Paro.
Inspiro lentamente e olho à minha volta.
Ao meu redor nada mais do que o espaço de uma sala vazia. As paredes, lisas e brancas, cegam-me na sua nudez. Uma única janela, pequena, quase minúscula, esta lá mais ao fundo, na minha direcção. O chão, polido por anos consecutivos de passos e desgastado pelo tempo, deveras escorregadio, inibe-me os movimentos, os passos que sei serem necessários para poder atingir aquela luz, tão perto e ao mesmo tempo tão longínqua, de que preciso tanto ou mais do que uma inspiração que me dá o ar e me permite respirar, logo, viver.
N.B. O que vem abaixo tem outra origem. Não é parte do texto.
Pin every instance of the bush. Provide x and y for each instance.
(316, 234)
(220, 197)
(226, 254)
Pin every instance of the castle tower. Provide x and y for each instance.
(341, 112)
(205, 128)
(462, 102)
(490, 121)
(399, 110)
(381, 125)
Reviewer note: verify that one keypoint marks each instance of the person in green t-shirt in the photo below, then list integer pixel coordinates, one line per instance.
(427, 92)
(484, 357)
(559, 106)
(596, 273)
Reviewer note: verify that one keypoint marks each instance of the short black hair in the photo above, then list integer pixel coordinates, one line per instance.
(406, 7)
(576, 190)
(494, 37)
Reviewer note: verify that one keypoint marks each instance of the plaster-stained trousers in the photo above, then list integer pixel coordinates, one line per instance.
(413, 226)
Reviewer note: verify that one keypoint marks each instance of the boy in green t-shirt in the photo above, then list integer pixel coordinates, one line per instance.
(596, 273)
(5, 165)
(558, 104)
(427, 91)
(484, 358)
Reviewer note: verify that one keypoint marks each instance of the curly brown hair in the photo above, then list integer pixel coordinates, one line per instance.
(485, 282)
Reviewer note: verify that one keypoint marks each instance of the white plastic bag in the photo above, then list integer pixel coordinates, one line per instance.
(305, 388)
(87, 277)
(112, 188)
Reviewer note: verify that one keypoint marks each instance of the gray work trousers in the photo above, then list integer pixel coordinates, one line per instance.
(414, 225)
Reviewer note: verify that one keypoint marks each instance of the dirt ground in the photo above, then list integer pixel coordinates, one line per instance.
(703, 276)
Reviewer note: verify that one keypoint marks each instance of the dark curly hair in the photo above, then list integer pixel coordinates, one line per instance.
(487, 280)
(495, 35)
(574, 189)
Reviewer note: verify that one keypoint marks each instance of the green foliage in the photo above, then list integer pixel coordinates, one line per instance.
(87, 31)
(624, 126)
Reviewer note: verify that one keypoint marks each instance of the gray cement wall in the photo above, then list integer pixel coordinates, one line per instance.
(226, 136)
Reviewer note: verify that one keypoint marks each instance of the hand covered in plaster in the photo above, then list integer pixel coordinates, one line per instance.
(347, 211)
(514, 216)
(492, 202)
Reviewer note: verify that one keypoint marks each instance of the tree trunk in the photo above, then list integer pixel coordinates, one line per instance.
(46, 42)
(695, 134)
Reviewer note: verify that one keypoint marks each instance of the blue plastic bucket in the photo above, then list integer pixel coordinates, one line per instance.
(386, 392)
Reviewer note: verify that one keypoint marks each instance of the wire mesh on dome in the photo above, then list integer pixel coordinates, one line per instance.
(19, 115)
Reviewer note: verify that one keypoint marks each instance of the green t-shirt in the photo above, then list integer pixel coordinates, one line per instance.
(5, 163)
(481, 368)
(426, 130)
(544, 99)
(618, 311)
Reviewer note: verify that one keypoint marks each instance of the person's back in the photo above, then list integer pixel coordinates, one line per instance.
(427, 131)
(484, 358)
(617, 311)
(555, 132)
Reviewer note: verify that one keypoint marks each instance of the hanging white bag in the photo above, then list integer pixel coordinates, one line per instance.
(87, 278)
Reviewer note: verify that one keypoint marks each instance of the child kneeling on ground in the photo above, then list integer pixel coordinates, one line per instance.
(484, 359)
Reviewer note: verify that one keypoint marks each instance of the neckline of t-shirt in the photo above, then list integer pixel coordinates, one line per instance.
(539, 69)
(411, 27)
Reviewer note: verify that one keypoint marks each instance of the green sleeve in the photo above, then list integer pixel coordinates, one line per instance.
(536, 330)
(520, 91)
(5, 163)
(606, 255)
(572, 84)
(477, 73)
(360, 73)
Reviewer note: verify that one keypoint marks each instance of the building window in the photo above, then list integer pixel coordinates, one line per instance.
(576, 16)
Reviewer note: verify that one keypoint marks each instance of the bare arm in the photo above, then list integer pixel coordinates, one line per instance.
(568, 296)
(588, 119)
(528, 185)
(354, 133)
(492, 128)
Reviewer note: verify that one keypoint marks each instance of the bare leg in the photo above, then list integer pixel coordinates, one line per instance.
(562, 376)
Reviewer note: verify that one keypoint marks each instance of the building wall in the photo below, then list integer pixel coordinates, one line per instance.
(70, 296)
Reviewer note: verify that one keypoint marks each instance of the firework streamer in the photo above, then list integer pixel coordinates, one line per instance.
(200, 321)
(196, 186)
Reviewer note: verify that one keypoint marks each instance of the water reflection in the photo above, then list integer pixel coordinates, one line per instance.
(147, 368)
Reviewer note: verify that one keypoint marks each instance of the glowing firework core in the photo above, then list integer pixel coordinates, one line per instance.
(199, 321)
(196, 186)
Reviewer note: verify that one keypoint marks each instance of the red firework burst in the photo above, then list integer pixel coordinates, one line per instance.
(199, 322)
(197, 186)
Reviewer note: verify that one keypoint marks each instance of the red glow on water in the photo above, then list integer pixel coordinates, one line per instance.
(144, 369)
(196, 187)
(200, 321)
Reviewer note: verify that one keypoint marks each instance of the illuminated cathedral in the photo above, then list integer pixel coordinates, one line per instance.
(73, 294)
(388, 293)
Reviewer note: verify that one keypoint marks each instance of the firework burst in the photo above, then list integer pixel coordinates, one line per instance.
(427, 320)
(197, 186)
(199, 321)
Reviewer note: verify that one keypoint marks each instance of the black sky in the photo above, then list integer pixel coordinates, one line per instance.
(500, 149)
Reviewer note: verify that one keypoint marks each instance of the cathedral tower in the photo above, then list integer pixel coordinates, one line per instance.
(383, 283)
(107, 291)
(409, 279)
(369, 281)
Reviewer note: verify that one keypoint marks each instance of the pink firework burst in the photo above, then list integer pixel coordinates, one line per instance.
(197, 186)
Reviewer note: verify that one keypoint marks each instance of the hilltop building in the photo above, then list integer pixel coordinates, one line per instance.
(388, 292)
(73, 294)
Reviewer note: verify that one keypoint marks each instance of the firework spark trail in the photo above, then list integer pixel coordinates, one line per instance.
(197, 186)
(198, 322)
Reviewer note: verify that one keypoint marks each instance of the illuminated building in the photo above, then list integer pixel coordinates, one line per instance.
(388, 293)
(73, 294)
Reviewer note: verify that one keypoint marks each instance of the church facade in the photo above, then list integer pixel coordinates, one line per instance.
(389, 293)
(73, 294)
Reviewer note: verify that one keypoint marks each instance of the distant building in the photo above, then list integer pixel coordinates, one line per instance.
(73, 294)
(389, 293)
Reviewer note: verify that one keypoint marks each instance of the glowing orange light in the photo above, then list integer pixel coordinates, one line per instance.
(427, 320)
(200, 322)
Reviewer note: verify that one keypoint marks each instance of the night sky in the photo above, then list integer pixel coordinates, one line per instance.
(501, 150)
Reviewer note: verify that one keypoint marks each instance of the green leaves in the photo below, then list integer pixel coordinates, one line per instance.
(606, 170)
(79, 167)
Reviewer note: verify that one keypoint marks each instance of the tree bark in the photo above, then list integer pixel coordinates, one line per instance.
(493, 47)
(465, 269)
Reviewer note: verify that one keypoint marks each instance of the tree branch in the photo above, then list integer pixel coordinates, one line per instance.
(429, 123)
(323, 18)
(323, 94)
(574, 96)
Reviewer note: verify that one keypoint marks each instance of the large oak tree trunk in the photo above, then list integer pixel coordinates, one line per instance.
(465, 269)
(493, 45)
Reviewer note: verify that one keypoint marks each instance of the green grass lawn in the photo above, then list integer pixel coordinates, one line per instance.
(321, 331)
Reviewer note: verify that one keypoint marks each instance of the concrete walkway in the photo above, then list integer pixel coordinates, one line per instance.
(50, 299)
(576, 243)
Rodo lentamente sobre o meu próprio eixo neste nada que é tudo o resto. O mundo está ali, além daquela janela, além deste sítio que tenho como meu e no qual me sinto em segurança.
Penso.
Em tudo e em todos. Em tudo o que me é querido. Em todos aqueles a quem mais amo.
Questiono-me.
Será viável abandonar tudo isto em prol de um objectivo maior, egoísta talvez, que é o alcançar daquela janela, sendo que para tal terei de sair daqui, onde o chão é firme, e pensar por e para mim?
Hesito.
E se escorregar? Se cair? Se tiver de magoar alguém para atingir a luz e, em última análise, a liberdade?
Valerá a pena arriscar e SER EU ou é mais seguro permanecer no SER ASSIM?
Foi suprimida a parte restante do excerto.